QUESTION NUMBER FOUR



 



 



            The notion that employee
performance is a critical component of reward system makes Performance
Appraisals and Performance Management of paramount importance to compensation
decisions. After all, employees work to elicit good performance worthy of a good
pay.  Performance Appraisal systems are methods of income justification to
determine if the salary or compensation received by an employee is backed up by
good performance in line with the company’s standards. Performance Management,
on the other hand, is the systematic process by which an agency involves its
employees in improving organizational effectiveness in the accomplishment of
agency mission and goals ( 2006). Both systems aim to monitor and evaluate
performance, rate it and then reward good performance.  However, companies must
be aware of the nine errors commonly encountered in the performance appraisal
process. First is the halo error wherein the appraiser gives favorable ratings
to all job duties based on an overall, general impression of the ratee’s one job
function.  The second is horn error which is the opposite of halo when a rater
gives negative ratings across all performance dimensions based on an unfavorable
performance in one dimension.
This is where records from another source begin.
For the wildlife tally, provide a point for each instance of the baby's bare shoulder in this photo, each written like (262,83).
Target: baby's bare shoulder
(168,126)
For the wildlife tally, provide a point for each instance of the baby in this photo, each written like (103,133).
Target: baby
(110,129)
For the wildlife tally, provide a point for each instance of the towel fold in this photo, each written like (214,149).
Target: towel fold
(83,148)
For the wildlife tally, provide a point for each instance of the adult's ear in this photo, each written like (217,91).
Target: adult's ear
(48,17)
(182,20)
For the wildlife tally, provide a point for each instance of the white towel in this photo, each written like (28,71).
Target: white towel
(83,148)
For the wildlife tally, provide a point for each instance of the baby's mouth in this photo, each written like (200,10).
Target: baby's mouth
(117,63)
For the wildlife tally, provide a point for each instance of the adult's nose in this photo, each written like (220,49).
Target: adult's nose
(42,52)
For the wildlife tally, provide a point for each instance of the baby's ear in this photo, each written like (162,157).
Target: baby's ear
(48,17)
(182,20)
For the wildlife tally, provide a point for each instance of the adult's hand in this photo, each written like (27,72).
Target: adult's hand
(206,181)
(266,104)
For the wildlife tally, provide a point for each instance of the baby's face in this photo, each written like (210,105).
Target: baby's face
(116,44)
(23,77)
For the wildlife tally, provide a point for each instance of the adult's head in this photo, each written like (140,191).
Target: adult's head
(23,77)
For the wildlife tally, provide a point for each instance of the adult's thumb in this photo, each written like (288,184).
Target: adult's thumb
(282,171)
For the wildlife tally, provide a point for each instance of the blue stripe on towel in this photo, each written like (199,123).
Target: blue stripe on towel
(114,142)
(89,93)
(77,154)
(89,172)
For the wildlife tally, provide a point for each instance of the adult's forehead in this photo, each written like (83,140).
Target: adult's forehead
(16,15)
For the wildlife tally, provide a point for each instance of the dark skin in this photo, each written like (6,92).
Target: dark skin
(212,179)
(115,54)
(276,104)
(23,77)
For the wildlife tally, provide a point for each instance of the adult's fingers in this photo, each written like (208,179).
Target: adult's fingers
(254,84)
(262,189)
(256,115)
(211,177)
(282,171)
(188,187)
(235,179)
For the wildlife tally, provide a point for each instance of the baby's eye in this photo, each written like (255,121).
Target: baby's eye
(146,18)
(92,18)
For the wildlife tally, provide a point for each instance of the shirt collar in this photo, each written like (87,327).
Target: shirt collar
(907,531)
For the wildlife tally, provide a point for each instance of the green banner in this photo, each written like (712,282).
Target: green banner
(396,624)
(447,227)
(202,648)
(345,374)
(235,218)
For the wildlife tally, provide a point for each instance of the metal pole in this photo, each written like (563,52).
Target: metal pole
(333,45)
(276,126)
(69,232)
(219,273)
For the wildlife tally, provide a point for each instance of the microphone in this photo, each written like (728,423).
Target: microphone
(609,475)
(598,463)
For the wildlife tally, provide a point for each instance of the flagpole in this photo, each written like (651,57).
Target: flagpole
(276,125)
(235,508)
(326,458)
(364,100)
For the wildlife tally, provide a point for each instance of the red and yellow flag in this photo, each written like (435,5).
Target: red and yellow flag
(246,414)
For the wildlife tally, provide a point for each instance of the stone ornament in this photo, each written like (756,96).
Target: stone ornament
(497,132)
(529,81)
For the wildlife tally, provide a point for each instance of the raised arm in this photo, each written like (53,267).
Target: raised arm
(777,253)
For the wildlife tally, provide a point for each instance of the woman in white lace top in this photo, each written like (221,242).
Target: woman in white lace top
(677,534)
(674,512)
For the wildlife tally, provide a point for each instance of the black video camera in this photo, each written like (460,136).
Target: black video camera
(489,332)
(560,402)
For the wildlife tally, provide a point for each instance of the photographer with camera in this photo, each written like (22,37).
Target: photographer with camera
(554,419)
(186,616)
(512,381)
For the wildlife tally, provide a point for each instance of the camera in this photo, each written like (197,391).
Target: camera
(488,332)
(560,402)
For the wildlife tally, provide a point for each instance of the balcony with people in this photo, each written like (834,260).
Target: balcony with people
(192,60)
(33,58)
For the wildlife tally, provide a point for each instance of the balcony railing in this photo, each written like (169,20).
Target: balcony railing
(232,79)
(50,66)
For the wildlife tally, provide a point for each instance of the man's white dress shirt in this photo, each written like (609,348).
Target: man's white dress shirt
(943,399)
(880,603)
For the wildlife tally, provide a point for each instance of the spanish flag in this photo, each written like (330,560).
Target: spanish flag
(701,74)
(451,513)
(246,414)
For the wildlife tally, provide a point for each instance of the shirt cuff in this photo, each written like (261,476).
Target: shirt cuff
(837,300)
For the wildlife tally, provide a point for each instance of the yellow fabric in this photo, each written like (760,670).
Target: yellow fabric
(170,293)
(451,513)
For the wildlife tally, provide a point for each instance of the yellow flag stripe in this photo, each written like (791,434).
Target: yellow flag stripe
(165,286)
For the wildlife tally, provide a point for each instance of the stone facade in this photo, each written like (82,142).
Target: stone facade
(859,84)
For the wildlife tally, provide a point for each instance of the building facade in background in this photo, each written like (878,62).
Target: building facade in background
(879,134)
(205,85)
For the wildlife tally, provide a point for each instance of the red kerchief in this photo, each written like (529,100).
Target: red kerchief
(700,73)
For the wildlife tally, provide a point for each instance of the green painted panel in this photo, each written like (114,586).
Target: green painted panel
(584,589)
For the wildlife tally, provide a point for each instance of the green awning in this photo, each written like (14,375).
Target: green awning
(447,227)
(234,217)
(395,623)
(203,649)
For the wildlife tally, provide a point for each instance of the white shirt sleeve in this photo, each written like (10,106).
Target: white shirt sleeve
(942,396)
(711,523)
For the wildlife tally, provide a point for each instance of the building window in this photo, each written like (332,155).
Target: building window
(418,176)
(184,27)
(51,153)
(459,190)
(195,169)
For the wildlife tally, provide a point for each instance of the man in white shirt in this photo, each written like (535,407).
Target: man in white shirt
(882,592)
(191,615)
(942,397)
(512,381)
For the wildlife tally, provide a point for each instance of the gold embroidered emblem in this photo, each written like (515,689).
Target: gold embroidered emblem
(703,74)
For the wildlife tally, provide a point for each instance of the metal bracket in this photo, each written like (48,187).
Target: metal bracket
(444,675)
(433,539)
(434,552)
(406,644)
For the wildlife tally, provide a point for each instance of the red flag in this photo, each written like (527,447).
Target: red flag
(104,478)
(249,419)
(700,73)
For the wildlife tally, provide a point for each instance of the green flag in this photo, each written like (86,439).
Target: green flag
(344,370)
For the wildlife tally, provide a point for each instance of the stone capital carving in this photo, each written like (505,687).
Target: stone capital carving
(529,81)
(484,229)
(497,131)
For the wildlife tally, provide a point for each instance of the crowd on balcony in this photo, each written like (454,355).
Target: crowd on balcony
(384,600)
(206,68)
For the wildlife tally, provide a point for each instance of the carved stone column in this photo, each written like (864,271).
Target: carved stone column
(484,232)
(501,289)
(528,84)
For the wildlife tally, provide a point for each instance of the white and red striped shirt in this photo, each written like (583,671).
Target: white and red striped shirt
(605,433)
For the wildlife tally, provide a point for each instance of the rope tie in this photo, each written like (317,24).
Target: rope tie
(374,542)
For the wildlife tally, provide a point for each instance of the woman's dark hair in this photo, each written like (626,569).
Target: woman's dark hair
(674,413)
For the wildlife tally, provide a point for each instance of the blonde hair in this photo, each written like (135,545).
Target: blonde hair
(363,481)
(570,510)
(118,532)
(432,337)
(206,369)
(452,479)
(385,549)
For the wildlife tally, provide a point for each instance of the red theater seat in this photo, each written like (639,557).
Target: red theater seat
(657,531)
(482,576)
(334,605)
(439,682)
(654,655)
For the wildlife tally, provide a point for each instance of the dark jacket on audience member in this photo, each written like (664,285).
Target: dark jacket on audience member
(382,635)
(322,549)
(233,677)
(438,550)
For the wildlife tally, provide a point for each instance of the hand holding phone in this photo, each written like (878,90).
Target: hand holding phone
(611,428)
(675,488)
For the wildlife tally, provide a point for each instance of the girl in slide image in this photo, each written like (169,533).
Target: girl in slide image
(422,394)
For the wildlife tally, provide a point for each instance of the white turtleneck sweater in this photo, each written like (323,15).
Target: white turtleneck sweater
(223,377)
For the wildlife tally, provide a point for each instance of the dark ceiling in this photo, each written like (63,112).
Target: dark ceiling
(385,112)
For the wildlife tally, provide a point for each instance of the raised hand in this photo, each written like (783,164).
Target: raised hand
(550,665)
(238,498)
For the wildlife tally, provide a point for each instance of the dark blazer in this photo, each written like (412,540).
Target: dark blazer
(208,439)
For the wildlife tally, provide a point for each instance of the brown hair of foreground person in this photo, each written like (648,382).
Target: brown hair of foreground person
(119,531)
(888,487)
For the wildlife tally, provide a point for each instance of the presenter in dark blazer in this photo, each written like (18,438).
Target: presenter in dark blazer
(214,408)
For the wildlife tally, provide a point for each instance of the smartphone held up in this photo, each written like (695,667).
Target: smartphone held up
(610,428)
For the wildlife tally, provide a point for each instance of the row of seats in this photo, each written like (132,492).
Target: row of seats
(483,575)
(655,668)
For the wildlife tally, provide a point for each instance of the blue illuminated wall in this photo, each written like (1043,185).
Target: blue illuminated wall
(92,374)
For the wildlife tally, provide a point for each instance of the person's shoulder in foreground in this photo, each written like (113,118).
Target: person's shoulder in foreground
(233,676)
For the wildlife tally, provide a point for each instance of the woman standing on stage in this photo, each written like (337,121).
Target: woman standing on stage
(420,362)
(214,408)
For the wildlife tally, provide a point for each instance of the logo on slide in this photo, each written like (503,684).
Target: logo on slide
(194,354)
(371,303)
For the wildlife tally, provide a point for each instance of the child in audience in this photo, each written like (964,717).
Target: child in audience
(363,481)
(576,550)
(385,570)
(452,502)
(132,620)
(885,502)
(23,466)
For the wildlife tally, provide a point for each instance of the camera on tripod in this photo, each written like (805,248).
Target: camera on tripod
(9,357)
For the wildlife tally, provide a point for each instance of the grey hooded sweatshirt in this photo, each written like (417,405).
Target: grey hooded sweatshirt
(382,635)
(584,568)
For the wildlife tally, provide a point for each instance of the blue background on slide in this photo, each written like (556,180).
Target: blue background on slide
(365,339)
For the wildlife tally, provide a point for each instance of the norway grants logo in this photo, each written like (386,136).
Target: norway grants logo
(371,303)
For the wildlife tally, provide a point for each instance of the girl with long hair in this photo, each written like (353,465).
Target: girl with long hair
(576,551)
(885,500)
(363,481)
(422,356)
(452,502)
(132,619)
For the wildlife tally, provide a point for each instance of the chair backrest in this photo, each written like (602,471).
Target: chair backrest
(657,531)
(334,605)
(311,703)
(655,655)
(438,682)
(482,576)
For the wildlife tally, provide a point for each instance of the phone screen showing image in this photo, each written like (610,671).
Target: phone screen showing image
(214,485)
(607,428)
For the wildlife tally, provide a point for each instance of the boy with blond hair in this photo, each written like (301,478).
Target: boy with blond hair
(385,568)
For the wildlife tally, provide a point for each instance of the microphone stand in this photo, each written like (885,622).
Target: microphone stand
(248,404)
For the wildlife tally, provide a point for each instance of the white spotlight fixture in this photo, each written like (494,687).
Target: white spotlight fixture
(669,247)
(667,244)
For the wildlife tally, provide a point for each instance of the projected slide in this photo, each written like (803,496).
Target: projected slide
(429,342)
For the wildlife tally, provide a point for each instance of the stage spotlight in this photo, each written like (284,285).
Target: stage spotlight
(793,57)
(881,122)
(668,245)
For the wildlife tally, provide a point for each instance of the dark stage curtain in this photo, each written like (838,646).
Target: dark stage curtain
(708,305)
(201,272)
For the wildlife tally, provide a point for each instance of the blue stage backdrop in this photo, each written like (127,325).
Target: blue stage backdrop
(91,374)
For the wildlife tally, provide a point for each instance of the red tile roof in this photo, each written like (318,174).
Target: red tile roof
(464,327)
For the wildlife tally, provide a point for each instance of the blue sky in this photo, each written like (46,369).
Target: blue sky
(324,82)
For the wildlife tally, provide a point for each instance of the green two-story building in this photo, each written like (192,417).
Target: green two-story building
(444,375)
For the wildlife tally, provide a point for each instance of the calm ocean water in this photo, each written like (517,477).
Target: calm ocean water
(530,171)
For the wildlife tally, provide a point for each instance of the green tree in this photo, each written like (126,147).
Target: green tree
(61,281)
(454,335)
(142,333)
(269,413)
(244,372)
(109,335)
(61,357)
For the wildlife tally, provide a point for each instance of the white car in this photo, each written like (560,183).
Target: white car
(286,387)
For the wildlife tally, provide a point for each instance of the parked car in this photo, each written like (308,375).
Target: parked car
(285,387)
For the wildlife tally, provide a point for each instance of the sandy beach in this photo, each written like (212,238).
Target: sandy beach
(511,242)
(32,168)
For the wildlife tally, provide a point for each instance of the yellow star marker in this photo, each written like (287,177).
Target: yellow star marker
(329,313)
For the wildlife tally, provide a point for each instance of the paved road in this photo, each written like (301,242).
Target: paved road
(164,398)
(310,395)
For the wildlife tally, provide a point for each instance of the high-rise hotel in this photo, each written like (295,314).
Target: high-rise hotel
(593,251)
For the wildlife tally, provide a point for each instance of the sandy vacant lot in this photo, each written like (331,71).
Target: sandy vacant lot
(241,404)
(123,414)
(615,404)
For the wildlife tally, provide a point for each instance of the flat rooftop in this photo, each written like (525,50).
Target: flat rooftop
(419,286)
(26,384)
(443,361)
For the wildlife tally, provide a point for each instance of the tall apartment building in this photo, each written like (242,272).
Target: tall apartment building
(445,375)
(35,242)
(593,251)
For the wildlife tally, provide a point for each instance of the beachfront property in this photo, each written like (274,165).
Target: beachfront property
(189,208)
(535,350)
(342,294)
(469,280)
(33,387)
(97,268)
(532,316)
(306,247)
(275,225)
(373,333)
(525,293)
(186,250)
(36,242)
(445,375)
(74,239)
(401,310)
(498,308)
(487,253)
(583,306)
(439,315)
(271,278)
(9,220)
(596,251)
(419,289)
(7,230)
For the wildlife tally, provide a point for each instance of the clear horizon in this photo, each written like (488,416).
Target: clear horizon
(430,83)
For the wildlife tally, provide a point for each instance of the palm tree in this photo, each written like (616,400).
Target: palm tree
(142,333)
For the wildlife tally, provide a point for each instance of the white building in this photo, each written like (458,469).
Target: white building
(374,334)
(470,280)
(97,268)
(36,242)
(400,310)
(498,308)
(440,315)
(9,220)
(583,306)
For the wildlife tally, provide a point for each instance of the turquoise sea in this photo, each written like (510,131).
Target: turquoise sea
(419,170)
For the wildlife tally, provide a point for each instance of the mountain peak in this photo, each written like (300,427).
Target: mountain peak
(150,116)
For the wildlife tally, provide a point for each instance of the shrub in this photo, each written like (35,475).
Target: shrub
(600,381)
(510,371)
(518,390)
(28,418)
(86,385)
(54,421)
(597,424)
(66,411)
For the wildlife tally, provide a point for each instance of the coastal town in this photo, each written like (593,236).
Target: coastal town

Third, first impression error occurs when a
negative or positive opinion on the ratee developed by the rater early on the
rating period affects the evaluation of future performance.  Fourth is recency
error wherein opinion on employee performance at the end of the review period
becomes central in the employee’s ratings for the entire period.  Fifth is
leniency error wherein a rater sees everything good on the rater and gives
ratings higher than what is deserved.  Sixth is severity error which focuses on
everything bad about the rater and gives ratings lower than what is deserved.
Seventh is central tendency error which is the tendency of the rater to assign
average ratings for all dimensions.  Eighth, clone error happens when the rater
gives better ratings to employees who he/she sees as having the same behaviors,
attitudes and personality as his/hers.  The last is spillover error which is a
continuing unfavorable rating to an employee for performance errors in previous
rating periods.   In order to correct these errors and maintain the central
purpose of pay system i.e. to reward performance based on evaluation and
appraisal, an organization needs three things.  First, it needs to have a
concise definition of performance which may include the set of competencies that
employees possess or acquire.  Merit increases may be linked to employee’s
ability and willingness to demonstrate key competencies.  Second, there is a
need for a continuum of performance measure that describes different levels from
low to high.  Lastly, the organization has to determine the amount of merit
increase to be given to each level of performance. Organizations must clearly
set specific measure of performance and each performance measure must be given
specific compensation amount.  When the reward and compensation system is seen
as just and appreciative of good performance, employees would deliver more
effectiveness and commitment to organizational objectives.